Daily confessed she didn’t know why he looked so down. Then he told her he was the only bidder. Moving the old hospital building off the hill on Kealia was easy back then, recalls Daily.
“There was no traffic,” she said.
There were only two other houses on the stretch of beach. And this was long before the road was paved. In fact, Daily said county workers paved the road specifically for a party she and her husband were throwing at their house.
“Everything was easier back then,” she said. “All you had to do was ask.”
At 92, Daily continues to attend the opera season on O‘ahu, volunteer for a handful of organizations and travel abroad. She sums up her youthful countenance in four simple words: “Just keep on moving.”
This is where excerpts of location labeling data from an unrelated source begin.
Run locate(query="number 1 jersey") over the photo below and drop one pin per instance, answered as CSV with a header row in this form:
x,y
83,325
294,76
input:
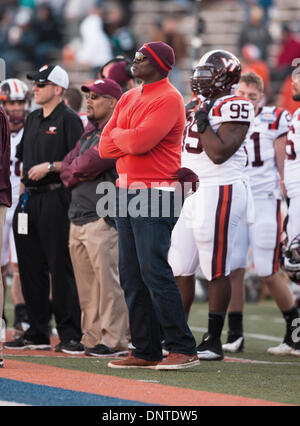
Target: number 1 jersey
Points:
x,y
292,160
226,109
269,124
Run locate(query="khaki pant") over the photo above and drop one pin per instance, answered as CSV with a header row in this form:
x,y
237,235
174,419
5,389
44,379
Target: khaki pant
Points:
x,y
2,222
94,254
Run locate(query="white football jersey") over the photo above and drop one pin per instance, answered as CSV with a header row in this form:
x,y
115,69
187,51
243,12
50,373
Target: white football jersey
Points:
x,y
15,164
230,108
269,124
292,160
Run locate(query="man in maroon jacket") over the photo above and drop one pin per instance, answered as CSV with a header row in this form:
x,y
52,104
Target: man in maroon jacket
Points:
x,y
5,194
93,237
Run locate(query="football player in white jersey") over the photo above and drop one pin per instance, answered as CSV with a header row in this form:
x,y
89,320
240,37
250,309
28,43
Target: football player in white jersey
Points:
x,y
265,144
213,149
15,98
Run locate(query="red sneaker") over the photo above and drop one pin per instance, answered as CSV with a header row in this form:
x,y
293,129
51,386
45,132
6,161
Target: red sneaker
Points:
x,y
132,361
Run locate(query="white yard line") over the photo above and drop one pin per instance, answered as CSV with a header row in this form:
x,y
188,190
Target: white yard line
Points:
x,y
251,335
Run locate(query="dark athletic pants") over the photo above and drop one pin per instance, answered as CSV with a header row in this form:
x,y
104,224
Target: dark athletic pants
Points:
x,y
45,250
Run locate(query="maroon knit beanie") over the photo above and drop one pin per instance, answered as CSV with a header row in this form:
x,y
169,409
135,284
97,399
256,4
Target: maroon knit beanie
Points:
x,y
160,54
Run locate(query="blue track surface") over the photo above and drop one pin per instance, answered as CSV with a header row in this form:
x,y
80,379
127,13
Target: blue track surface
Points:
x,y
38,395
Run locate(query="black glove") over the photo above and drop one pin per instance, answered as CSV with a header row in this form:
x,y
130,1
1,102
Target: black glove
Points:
x,y
201,117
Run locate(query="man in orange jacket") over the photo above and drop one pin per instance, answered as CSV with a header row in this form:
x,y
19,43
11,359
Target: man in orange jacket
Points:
x,y
144,135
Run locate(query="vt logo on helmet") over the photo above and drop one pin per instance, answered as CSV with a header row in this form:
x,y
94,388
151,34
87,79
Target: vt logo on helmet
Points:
x,y
216,73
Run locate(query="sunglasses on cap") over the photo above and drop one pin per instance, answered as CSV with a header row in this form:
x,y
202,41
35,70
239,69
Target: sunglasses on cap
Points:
x,y
94,96
139,57
42,85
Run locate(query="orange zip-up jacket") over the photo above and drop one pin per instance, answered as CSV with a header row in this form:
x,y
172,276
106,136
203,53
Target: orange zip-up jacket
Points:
x,y
145,134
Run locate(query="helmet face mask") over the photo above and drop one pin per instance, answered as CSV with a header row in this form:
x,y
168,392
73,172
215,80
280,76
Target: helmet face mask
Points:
x,y
215,74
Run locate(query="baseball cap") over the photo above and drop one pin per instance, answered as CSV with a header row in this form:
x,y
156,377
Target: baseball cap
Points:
x,y
53,73
160,54
104,86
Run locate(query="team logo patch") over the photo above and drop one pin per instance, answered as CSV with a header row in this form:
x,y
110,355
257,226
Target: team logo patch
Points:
x,y
268,117
52,130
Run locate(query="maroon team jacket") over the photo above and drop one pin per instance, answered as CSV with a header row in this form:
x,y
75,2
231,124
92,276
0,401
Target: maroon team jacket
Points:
x,y
5,186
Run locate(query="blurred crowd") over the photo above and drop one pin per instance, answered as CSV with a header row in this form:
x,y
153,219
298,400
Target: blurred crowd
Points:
x,y
90,33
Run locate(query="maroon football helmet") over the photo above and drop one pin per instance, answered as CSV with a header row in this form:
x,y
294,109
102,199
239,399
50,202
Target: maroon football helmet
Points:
x,y
216,72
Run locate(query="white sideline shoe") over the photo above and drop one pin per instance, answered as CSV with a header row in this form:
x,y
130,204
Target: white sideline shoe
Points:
x,y
282,349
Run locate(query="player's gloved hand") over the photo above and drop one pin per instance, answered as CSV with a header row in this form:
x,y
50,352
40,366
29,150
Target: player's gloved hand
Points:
x,y
201,117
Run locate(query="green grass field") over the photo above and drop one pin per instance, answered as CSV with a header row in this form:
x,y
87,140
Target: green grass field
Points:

The self-described professional volunteer and world traveler has given her services freely all over Hawai‘i — from Iolani Palace to Princeville Library and since 1986 at the Kilauea Lighthouse.
Christmas letters and postcards fill her volunteer file with postmarks from China, Bhutan, Germany and New Zealand. A postcard sent from Russell, Bay of Islands, New Zealand, reads, “This is where the Hokule‘a came in when we went to meet and greet her 10 years ago.”
Daily’s last trip abroad was in October 2007 to Australia. She admits to not being sure she wants to travel again soon.
“Look where I live,” she said waving her hand toward the horizon. “I think I’ll stay here.”
For 20 years this adventurous spirit traveled with Friendship Force exchange, an international nonprofit organization founded in 1977 under the Jimmy Carter Administration. Rather than visit countries as tourists, Friendship Force seeks a loftier experience of uniting people from different countries.
“We’d stay in homes,” Daily said.
The home-stay exchanges offer insight on culture, cuisine and political views of a population. But the best part was all the friendships made. Daily made hundreds of friends in the name of world peace.
“Our motto is ‘a world of friends is a world of peace,’” she said.
Many of her travels were with friends and relatives, but from the sounds of her holiday letters to the staff at the lighthouse she regularly began with friends and would merge a trip into a Friendship Force gathering.
Greece, Republic of Slovakia, Budapest, Finland, Midway Atoll, Zimbabwe, even Antarctica — her letters read like a pirate’s diary of adventure on the high seas.
She sensed early in life she had a wandering soul.
“When I was little and everyone else was in bed,” she confided. “I’d look out at the stars and imagine I was up there.”